Efficient stochastic generators with spherical harmonic transformation for high-resolution global climate simulations from CESM2-LENS2

Event Start
Event End
Location
Building 9, Level 2, Room 2325

Abstract

Earth system models (ESMs) are fundamental for understanding Earth's complex climate system. However, the computational demands and storage requirements of ESM simulations limit their utility. For the newly published CESM2-LENS2 data, which suffer from this issue, we propose a novel stochastic generator (SG) as a practical complement to the CESM2, capable of rapidly producing emulations closely mirroring training simulations. Our SG leverages the spherical harmonic transformation (SHT) to shift from spatial to spectral domains, enabling efficient low-rank approximations that significantly reduce computational and storage costs. By accounting for axial symmetry and retaining distinct ranks for land and ocean regions, our SG captures intricate non-stationary spatial dependencies. Additionally, a modified Tukey g-and-h (TGH) transformation accommodates non-Gaussianity in high-temporal-resolution data. We apply the proposed SG to generate emulations for surface temperature simulations from the CESM2-LENS2 data across various scales, marking the first attempt of reproducing daily data. These emulations are then meticulously validated against training simulations. This work offers a promising complementary pathway for efficient climate modeling and analysis while overcoming computational and storage limitations. 

Brief Biography

Yan is a Postdoctoral Fellow in Statistics at King Abdullah University of Science and Technology (KAUST), affiliated with the Spatio-Temporal Statistics and Data Science (STSDS) research group led by Prof. Genton. I received my Ph.D. degree in Statistics from Renmin University of China in 2023. During my doctoral studies, I undertook research visits to Hong Kong Baptist University and KAUST. I received my B.S. degree in Statistics from Beijing Institute of Technology, China, 2018.

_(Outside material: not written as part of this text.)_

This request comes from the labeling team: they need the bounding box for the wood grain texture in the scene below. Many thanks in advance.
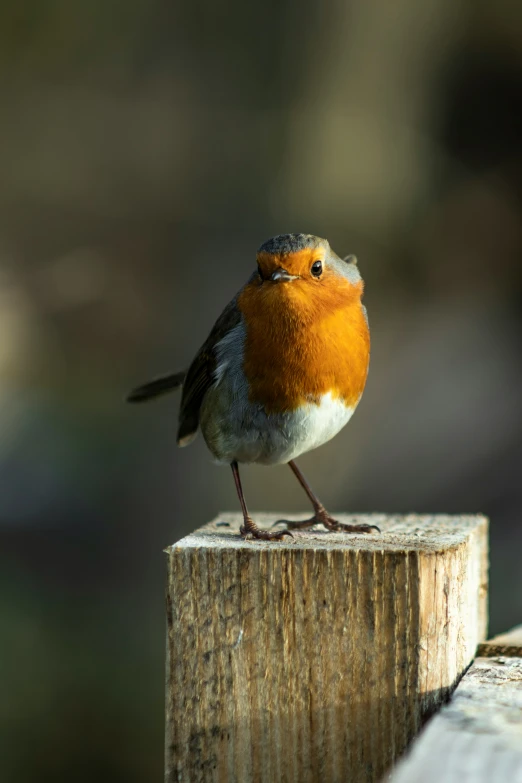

My research interests include spatio-temporal statistics, subsampling methods, nonparametric statistics, and computational statistics and HPC. My work primarily focuses on spatio-temporal statistics, particularly in the analysis of large-scale spatio-temporal data from Climate and Environmental Sciences and the development of large- and exa-scale climate emulators, with Gaussian processes being key tools. I have also developed subsampling techniques for various data types and statistical models, with an emphasis on nonparametric statistics.